Personalmente ho conosciuto la storia di Rita Atria grazie al film "La siciliana ribelle" di Marco Amenta, liberamente ispirato alla vicenda di questa ragazza, figlia di un boss mafioso assassinato nei primi anni '80. Rita fu testimone dell'omicidio del padre e, anni dopo, venne ammazzato anche il fratello. Per vendicare i suoi cari decise di denunciare gli assassini. Grazie alla collaborazione con la magistratura, in particolare con il giudice Paolo Borsellino che diventò per lei come un secondo padre, furono arrestati i mafiosi da lei accusati e fu avviata un'indagine sull'ex sindaco di Partanna, il paese natale di Rita.
Il 26 luglio di ogni anno si commemora la figura di Rita, che a soli 18 anni decise di togliersi la vita gettandosi da un balcone di una palazzina di Roma, dove viveva segretamente. Accadde una settimana dopo la strage di via d'Amelio del 19 luglio 1992, nella quale perirono il giudice Borsellino e la sua scorta. La decisione di collaborare con la giustizia aveva costretto Rita in una condizione di estrema solitudine socio-affettiva.
L'omicidio di Borsellino fu fatale per Rita. Per infangarne la memoria anche dopo la morte, la madre, dopo averla ripudiata in vita, ne devastò la lapide a colpi di martello.
Ciò che mi preme sottolineare è soprattutto il coraggio interiore e la forza morale di questa "novella Antigone", un'eroina dei nostri tempi, una ragazza capace di rinunciare addirittura alla sfera degli affetti più cari pur di realizzare il proprio ideale di giustizia.

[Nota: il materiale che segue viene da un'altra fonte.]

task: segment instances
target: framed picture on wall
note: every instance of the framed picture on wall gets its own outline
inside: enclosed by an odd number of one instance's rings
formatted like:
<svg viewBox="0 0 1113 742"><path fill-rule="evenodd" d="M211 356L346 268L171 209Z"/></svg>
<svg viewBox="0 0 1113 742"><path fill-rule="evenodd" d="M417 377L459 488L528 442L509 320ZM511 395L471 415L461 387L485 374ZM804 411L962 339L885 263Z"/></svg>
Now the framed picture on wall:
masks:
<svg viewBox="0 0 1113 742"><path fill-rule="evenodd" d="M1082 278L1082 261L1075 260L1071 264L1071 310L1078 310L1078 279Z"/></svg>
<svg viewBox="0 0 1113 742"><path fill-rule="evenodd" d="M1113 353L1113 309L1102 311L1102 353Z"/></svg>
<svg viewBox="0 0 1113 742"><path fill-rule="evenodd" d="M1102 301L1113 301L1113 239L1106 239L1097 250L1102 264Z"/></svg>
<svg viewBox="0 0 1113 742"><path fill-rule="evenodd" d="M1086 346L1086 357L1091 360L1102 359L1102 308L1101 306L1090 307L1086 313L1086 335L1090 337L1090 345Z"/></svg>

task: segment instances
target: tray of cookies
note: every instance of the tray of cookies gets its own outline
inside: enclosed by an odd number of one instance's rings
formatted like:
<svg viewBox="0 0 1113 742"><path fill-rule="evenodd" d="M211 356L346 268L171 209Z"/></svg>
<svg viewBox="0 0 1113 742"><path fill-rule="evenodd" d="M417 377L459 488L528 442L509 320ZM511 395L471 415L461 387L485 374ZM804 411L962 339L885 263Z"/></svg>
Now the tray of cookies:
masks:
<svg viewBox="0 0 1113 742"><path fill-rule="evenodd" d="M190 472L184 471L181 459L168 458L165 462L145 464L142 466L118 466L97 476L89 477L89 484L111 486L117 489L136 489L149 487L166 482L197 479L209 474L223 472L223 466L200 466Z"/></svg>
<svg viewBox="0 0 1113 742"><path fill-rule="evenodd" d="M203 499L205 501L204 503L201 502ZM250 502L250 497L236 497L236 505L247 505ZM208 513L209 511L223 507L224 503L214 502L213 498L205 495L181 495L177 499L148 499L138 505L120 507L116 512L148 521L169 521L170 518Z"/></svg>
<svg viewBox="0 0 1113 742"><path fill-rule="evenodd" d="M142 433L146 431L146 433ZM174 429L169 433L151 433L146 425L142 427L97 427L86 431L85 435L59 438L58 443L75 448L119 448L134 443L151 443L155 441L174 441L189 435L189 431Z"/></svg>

In un'epoca in cui i simboli dell'anti-mafia sono personaggi del calibro di Falcone e Borsellino, oppure Peppino Impastato ed altri, figure considerate minori o secondarie come quella di Rita sono di fatto eclissate e ridotte ai margini della memoria collettiva.
Il gesto di chi sacrifica tutto per un ideale, impone un ragionamento sul tema dell'"omertà sociale", la tacita complicità con chi delinque. Nel gergo mafioso chiunque infranga il codice dell'omertà, tentando di far luce su una verità, è disprezzato come un"infame". L'infausta catena omertosa è la base su cui si erge il potere costrittivo e terroristico delle mafie. Per cui la frase che esprime meglio l'omertà sociale è: "Non vedo, non sento, non parlo". Da qui l'uso intelligente del linguaggio, se necessario urlato, per comunicare un gesto di rottura contro il silenzio dell'omertà, della complicità con il crimine economico e politico in generale. Il linguaggio della verità è un modello educativo improntato a codici non oscurantistici, bensì più aperti e democratici.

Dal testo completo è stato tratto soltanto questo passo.